Empowering older Australians to continue working is the best solution to our skills shortage | Rebecca Huntley
Every Australian is now well and truly aware that our nation is living through a massive skills shortage. But what people might not know is that a large part of the solution is pretty simple and swift.
Better still, it won’t even cost much.
Our latest research shows that being truly age-inclusive and giving older people more support and options to stay at work would result in more Australians choosing to work well into their 70s.
In August, we surveyed 600 Australians aged 50-60, and found that 25% wanted to stay at work until at least 70 (7% said until 75). This is far higher than our current workforce participation rate for people 65 or older which is only 14.7%.
That’s an extra 125,000 people who are experienced and willing, already here and keen. It’s also more than half of the Australian Chamber of Commerce and Industry’s pipe dream of 200,000 new migrant workers.
It really should be no surprise that as we live longer and are able to work more flexibly, people who enjoy their work want to keep doing it.
This week’s jobs and skills summit is the perfect opportunity to start deeply exploring how that could happen. Our research shows that older Australians are willing to update, up-skill or retrain – including three out of four respondents who say they’re keen to work past 70.
Standing in their way are barriers to quality training, with half of all respondents concerned about the cost (51%) and time (49%) involved. Thirty-three percent said they were not sure what courses and opportunities are available.
And then there’s the stigma directed at older workers.
Seventy-seven percent of respondents said they experienced age-based stereotyping at work. This is consistent with research done by the Human Rights and Equal Opportunity Commission (HREOC) on age discrimination.
The entrenched assumption that this group is eager to leave the workforce and is not as valuable as younger cohorts is misconceived and must be addressed. We have a real opportunity to address these barriers, in the same way change has been implemented for other generations and cohorts.

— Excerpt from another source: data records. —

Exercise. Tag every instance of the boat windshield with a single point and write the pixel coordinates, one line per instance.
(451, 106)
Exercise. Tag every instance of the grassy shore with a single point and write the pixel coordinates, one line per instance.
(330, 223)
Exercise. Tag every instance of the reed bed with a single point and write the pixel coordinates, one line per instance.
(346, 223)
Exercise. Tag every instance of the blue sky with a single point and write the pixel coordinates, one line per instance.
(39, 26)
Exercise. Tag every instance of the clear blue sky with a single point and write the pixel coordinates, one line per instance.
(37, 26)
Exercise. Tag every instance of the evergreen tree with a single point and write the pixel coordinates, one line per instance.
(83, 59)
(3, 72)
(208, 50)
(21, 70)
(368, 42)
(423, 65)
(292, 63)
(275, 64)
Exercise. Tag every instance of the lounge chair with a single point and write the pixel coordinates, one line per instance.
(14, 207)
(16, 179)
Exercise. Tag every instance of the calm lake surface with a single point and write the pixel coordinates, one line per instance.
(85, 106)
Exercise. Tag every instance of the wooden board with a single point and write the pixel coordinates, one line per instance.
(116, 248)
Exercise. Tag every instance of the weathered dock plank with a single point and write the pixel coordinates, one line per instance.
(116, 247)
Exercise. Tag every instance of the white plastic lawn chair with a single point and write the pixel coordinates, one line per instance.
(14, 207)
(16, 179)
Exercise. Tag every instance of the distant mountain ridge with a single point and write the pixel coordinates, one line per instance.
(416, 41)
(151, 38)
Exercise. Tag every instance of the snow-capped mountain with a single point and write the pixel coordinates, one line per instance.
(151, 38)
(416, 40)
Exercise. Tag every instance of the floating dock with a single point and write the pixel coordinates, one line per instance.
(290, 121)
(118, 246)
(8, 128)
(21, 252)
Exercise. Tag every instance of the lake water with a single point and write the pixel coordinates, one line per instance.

The current education and training system helps young people transition from higher education or vocational training into the workplace through career development programs. People with young families can access maternity leave, part-time work and return-to-work programs.
But we don’t have a systematic approach to encouraging and supporting older Australians to stay on at work – in any capacity.
The key finding from our research is that 50 to 60-year-old workers don’t get anywhere near the recognition or assistance other generations doand this is having a negative effect on our workplaces, economy and society.
As more of us stay healthier and live longer, Australia needs to reimagine how someone manages work with the challenges of their next and still productive stage of life. We need to update the system and critically old-fashioned attitudes that have held us back from making these adjustments in the past.